Es ist Tag 2 des Krieges. Anja Nugmanova ist seit 24 Stunden in Starre. Was geschehen ist, hat sie erfahren als ihr achtjähriger Sohn fragte: “Wird denn jetzt wirklich Krieg in der Ukraine sein?”. Unvermittelt nahm sie Kontakt mit ihrer Familie vor Ort auf. Ihre Tanten sind bis heute eingekesselt. Ob sie zu Anja nach Berlin flüchten werden können, ist nicht klar. “Ein in Frieden lebender Mensch wird Krieg nie verstehen”, sagt sie.
Die Ohnmacht verlässt Anja nach den ersten zwei Tagen. “Ich merkte, dass es auf die Kinder abfärbt”. Und so folgt sie einem Aufruf von #Unterkunft Ukraine und geht abends mit einem Schild los zum Hauptbahnhof. Sie möchte eine geflüchtete Familie in ihre eigene aufnehmen.
Wie viele Berliner*innen steht sie dann da, noch sind die Gleise leer. Als ein Zug einfährt, steigen ein paar Familien aus. Sie, ihnen gegenüber, mit dem Schild und wankenden Beinen. “Sie waren gefasster als ich. Irgendwie gut drauf - froh, angekommen zu sein. Das änderte sich über die Tage schnell. Bald sahen alle sehr müde aus.” An diesem Tag sind es noch zu viele Hilfsbereite auf wenige Ankommende. Anja geht an diesem Abend alleine nach Hause.
24 Stunden später, Anja macht sich wieder auf den Weg. Unsicher, was sie erwarten wird. Unsicher, was sie erwartet. Noch bevor sie sich einer Familie zuwenden kann, steht eine zierliche Frau aufgelöst und zitternd vor ihr. Obwohl Anja russisch spricht, wird ihre Situation zunächst nicht ganz klar. “Ich fühle mich wie ein vertriebener Hund”, kommt schließlich aus ihr heraus. Natalja wurde von ihren Eltern gedrängt, dass Land zum eigenen Schutz zu verlassen. Doch sie will nicht hier sein, weiß nicht, wohin. Anja zieht ihre Warnweste aus und bringt sie zu sich nach Hause.
Nach fünf Tagen geht Natalja zu einer Freundin und Anja bietet wieder Platz für eine Familie an. Gleichzeitig versucht sie das Leben für die Kinder möglichst zu normalisieren. Chris, der achtjährige Sohn, bekommt jetzt sein eigenes Taschengeld und läuft alleine von der Schule nach Hause.
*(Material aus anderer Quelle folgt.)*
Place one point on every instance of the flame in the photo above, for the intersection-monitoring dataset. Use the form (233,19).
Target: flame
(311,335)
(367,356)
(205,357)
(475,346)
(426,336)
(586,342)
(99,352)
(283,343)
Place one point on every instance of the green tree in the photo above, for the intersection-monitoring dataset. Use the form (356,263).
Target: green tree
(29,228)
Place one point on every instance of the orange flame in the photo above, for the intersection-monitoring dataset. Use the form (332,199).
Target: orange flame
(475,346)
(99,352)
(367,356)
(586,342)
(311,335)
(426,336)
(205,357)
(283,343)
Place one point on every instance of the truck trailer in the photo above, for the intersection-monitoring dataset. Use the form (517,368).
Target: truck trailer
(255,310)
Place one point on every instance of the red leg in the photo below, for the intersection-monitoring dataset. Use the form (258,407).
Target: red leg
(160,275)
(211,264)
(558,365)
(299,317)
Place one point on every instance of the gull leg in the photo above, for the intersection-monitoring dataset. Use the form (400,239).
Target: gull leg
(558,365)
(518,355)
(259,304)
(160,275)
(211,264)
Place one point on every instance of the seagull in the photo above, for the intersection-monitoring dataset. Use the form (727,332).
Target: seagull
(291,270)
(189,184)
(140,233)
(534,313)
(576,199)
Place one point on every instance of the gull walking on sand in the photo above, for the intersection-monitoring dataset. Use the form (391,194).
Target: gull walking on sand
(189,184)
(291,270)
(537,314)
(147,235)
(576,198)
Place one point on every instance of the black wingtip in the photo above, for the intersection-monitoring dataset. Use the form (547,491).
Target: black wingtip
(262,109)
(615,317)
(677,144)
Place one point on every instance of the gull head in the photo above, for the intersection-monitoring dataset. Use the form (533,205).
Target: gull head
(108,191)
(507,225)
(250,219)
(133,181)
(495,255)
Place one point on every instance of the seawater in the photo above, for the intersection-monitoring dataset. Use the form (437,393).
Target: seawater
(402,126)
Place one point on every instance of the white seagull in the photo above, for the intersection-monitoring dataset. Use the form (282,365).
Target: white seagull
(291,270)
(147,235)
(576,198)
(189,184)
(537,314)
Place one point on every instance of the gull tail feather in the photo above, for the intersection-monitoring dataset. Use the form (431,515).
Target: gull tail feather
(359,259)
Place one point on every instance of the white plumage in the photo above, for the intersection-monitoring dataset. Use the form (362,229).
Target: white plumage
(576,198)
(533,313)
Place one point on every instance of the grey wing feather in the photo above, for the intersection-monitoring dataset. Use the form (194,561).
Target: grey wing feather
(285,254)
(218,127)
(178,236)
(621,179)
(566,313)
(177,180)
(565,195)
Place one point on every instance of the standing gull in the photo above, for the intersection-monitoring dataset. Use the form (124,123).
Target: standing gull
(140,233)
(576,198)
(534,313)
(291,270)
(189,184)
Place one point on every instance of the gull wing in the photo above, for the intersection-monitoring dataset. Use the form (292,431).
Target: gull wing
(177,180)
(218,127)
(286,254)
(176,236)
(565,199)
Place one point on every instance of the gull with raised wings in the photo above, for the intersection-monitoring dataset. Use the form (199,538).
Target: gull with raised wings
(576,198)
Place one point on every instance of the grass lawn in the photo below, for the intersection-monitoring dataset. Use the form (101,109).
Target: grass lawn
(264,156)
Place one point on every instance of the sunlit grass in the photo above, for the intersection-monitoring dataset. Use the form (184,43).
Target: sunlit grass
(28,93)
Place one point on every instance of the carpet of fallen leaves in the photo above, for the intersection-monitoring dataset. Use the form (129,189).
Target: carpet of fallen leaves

Letztens kam er nach Hause und das Geld war weg. Er hatte auf dem Weg Zimtschnecken gekauft. Doch seine Familie darf sie nicht anrühren. Sie sind für geflüchtete Menschen.
Christian steht mit Oksana beim Einwohnermeldeamt. Sie muss die Adressen ihrer Angehörigen angeben. Eine Träne rollte über ihre Wange, als sie bei ihrem 21-jährigen Sohn “Kaserne” einträgt. Das ist eines der wenigen Male, dass Oksana eine Träne verlieren wird, nachdem sie, ohne ihren Sohn und nur mit ihrer 10-jährigen Tochter, die Ukraine verlassen musste. “Ansonsten sind ihre Schilderungen sehr neutral, ihre Anliegen pragmatisch. Wir haben immer den Kloß im Hals, wenn sie was von ihrem Leben erzählt”, sagt Christian dazu.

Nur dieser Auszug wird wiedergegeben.